When Gregory Wade left Research In Motion’s Asia Pacific headquarters here last fall, the logical thing to do might have been to pack up his family and head home to his native shore of British Columbia.
Instead, the eight-year expat joined an equity firm and continued preaching the economic miracle of Singapore, coaching Canadian firms looking to set up shop in the region as a vice-president for The Canadian Chamber of Commerce in Singapore.
“You will sense a vibe of growth, of energy, a sense of entrepreneurship and the desire and interest to create new and innovative products and services,” said Mr. Wade, who is now managing director of mobility at InflexionPoint Acquisition Corp. “I didn’t get that same vibe in Canada, regardless of locale.”
For a city-state with no resources, limited land and a small population, creating the explosive growth and development of the past half-century has meant running it like a corporation – using highly trained, highly paid leaders, inviting the world’s best and brightest to its work force with an open-door policy, and with a near-zero tolerance for dissent among the masses.
The result is a planned, modern economy with efficient public services, an educated population and a per-capita share of gross domestic product of more than $60,000 (U.S.), the highest in Southeast Asia.

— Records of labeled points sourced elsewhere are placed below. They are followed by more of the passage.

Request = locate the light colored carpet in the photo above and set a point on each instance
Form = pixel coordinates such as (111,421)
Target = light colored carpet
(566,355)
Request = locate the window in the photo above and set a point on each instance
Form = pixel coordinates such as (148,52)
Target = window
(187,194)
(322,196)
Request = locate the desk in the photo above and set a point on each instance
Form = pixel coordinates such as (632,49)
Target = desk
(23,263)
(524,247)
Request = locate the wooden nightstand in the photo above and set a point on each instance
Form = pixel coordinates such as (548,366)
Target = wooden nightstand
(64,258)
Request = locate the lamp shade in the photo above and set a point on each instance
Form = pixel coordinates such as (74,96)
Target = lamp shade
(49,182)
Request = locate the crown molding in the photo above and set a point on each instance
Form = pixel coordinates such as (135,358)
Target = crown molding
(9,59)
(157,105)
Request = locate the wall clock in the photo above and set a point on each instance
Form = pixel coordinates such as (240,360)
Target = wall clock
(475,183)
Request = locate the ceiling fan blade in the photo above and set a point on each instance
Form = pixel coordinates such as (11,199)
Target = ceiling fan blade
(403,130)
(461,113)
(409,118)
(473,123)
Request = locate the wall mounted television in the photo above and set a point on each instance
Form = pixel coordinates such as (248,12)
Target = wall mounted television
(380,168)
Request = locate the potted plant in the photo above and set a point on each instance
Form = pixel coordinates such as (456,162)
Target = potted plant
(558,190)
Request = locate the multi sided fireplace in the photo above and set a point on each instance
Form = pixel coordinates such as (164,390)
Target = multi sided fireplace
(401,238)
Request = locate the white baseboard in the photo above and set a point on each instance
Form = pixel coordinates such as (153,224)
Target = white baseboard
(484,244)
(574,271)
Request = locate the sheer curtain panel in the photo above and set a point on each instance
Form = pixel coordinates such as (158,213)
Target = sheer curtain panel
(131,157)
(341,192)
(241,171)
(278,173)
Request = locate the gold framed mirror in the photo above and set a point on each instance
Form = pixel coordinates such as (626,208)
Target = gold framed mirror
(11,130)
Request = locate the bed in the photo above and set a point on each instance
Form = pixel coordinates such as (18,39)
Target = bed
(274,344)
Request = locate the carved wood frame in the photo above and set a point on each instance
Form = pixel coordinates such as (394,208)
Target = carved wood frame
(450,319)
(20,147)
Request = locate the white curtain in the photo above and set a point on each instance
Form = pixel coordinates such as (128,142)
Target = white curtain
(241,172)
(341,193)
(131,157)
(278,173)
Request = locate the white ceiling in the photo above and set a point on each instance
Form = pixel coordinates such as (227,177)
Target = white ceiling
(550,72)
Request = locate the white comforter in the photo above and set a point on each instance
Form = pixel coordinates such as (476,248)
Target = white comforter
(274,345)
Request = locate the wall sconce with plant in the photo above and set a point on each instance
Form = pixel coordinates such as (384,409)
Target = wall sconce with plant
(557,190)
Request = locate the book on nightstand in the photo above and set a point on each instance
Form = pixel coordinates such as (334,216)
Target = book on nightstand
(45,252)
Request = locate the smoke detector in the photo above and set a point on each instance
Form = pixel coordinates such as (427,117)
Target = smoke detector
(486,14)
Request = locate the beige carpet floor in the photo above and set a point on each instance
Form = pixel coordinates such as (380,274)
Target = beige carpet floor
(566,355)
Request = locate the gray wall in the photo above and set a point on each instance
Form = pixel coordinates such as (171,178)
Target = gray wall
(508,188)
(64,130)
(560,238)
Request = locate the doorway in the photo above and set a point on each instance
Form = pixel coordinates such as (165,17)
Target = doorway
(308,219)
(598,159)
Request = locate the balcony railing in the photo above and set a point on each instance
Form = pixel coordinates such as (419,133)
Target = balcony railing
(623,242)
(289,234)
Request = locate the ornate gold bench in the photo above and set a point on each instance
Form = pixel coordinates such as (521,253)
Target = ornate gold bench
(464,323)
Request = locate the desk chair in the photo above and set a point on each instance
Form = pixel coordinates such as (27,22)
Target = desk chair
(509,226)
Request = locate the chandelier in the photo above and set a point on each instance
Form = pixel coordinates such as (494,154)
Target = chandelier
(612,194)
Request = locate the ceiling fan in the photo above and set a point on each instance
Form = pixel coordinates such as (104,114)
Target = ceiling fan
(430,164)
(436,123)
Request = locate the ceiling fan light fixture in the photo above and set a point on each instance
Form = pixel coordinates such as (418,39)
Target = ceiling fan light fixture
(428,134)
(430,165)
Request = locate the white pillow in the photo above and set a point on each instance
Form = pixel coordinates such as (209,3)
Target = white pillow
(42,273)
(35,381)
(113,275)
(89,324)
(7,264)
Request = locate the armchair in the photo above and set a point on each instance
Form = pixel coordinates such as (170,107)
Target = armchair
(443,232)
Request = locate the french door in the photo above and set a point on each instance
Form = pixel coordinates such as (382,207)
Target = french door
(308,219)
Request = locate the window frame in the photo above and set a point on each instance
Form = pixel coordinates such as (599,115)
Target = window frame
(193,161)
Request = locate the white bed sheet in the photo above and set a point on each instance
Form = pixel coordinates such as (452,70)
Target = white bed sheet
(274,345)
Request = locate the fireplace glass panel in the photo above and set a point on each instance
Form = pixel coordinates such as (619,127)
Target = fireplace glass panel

Singapore ranks No. 2 on the World Economic Forum’s global competitiveness rankings.
Today, as Singapore nears the 50th anniversary of its independence, the original economic miracle is slowing. Hit hard by the Asian financial crisis, the dot-com bust, the outbreak of SARS in 2003 and then global recession in 2008, the city-state is at an economic turning point.
In its early days of enticing multinational firms, huge tax breaks, low operating costs and a great quality of life in an English-speaking tropical setting were the calling card. Today, a more sophisticated approach is needed, economists say, with a heavy focus on research and development, education and head-hunting the best talent from at home and abroad.
“Singapore’s economic strength is so vulnerable. When Europe stops, when America goes into recession, when Japan goes into recession and China slows down, there is nothing left for Singapore because we are so small, our economy is all exports,” said Tan Khee Giap, an economist from the National University of Singapore and co-director of the Asia Competitiveness Institute. “All we can do is diversify.”
At the core of Singapore’s economic policies is the country’s massive Research, Innovation and Enterprise Council, chaired by the Prime Minister himself and given an undisclosed share of the country’s annual budget to reach out to the four corners of the globe for investment.
Operating through three government ministries, four agencies and a multitude of smaller schools and research institutes, it is a massive multibillion-dollar effort to keep Singapore at the cutting edge of technology and research, and draws some of the world’s biggest corporations to its shores.
One of its lead agencies is the Economic Development Board, which pursues business opportunities around the globe from a gleaming downtown headquarters with a stunning view of Singapore’s skyline. The board manages 21 offices in 12 countries, including six in the United States, developing investments and industries that together contribute about 40 per cent of Singapore’s GDP.
“Our openness to investments started really in the 1960s because we found that the multinational corporations brought with them their own distribution networks and their own market. So it opened us to the rest of the world in terms of their exports,” said Damian Chan, the board’s international director for Americas, who said the focus has shifted over the years from lower-tech manufacturing to higher-tech, such as semiconductors and electronics, and now to more innovation and knowledge-based industries, including biomedical sciences and clean technology.
“The key thing now actually propelling the Singapore economy forward, and we will see that continue over the next two, three, maybe even more decades, would be the Asian growth story.”